Tick-tock. Tick-tock. The sound of Intel's ongoing CPU development cycle has been constantly in the backdrop for its biggest competitor, AMD, ever since the world's largest chipmaker set an aggressive cadence for itself more than five years ago. Since then, Intel has turned over new manufacturing technologies followed by extensively revised CPU architectures in relentless succession. The introduction of Sandy Bridge processors at the beginning of this year put Intel firmly in the lead in terms of overall performance, power efficiency, and the value proposition offered to consumers.
Being the perennial number-two CPU maker in such a competitive context can't be easy, but AMD hasn't taken the challenge lightly. In fact, the firm has been working for several years on a brand-new breed of PC processors based on a fresh microarchitecture, code-named "Bulldozer," that aims to restore some competitive balance. Nearly every CPU AMD has made for the past decade-plus (with the exception of the low-power Ontario/Zacate E-series APUs) has been derived from the original K7, the chip first known as Athlon. Bulldozer draws on that tradition in various ways, but it is a novel, clean-sheet design intended to take AMD processors into their next era.
To that end, Bulldozer introduces some unorthodox concepts into the PC processor space. The first of those is a dual-core "module" as a fundamental building block. To date, we've seen x86-compatible CPU cores capable of tracking and executing two threads via a feature known as simultaneous multithreading (SMT), better known by its Intel marketing name, Hyper-Threading, and we've had a number of chips with multiple cores onboard in a chip-level multiprocessor (CMP) configuration, tracing back to the original Athlon 64 X2. The Bulldozer module is sort of a mid-point between those two familiar arrangements. AMD says the module has "two tightly coupled integer cores" with some sharing of resources—including, notably, the FPU. The idea is to save space on the silicon die by pooling resources where possible while still offering "robust" performance on both threads, with fewer of the performance hazards created by SMT or Hyper-Threading.
At the same time, Bulldozer resurrects a concept that's fallen out of favor in PC processors in recent years: it's a "speed demon," optimized for higher clock frequencies rather than maximum instruction throughput in each clock cycle. The Pentium 4 "Netburst" microarchitecture—particularly in its troubled "Prescott" incarnation—gave frequency-optimized designs a reputation for high power draw and iffy performance. Yet Chief Architect Mike Butler told us the engineering team's goal with Bulldozer was to "hold the line" on instructions per clock (presumably at about the same rate as the Phenom II) and to "aggressively pursue higher frequencies." Speed demons have typically reduced the amount of work done at each stage of the pipeline in order to simplify logic and thus enable higher operating frequencies, but this approach can also theoretically help manage power consumption.
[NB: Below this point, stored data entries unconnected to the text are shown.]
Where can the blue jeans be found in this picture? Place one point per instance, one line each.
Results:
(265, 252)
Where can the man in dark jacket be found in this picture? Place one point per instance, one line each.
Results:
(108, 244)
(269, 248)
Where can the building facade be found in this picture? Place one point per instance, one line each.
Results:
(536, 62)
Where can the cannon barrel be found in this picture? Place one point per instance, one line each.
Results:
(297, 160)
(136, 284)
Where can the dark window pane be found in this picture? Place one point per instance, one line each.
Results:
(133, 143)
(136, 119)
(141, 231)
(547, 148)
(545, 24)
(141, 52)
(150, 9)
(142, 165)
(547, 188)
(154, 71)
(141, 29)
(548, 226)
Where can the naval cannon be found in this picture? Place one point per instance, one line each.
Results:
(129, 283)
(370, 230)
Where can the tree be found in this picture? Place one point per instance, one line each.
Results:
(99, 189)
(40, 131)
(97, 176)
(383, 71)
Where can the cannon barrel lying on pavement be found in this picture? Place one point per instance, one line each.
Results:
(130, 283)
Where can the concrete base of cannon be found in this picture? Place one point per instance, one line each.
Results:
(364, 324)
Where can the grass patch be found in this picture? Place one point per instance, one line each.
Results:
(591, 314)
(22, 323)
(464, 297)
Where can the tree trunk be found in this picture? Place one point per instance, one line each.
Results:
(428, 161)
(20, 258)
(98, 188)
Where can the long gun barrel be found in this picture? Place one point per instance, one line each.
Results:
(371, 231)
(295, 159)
The rationale, if we understand Butler correctly, is that a design with a relatively low number of gates flipping at each pipeline stage may require less voltage to operate at a given frequency. Chip power consumption has three main determinants: clock speed, the number of transistors flipping, and the square of the voltage. That voltage squared term is, obviously, the single biggest factor in the power equation, so a design capable of keeping voltage in check could make some sense for today's power-constrained world.
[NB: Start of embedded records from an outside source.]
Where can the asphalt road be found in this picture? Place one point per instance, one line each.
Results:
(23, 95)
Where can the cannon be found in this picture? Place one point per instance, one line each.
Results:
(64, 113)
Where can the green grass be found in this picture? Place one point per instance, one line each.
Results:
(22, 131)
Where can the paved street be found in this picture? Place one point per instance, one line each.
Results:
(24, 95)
We don't know precisely how aggressively AMD has pursued the speed-demon approach. When we asked, AMD declined to tell us the number of stages in Bulldozer's main pipeline. This behavior seems unusually guarded. We've been writing about these things for over a decade, and an outright refusal to disclose pipeline depth in a major x86 processor is very rare. Our sense is that it's somewhere between the 12-14 stages of contemporary Core- and Phenom-branded chips and the astounding 31 stages in Prescott. I expect we'll learn more about Bulldozer's inner workings as time passes.
At any rate, here's the big picture. The first incarnation of the Bulldozer architecture is a formidable chip, with four modules onboard. That gives it a total of eight integer cores, with four floating-point units. Each module has 2MB of L2 cache, and there's a shared third-level cache of 8MB. This chip retains compatibility with AMD's existing system architecture, so it has an integrated memory controller with support for dual channels of DDR3. Also present are four HyperTransport links, only one of which will be used in desktop products.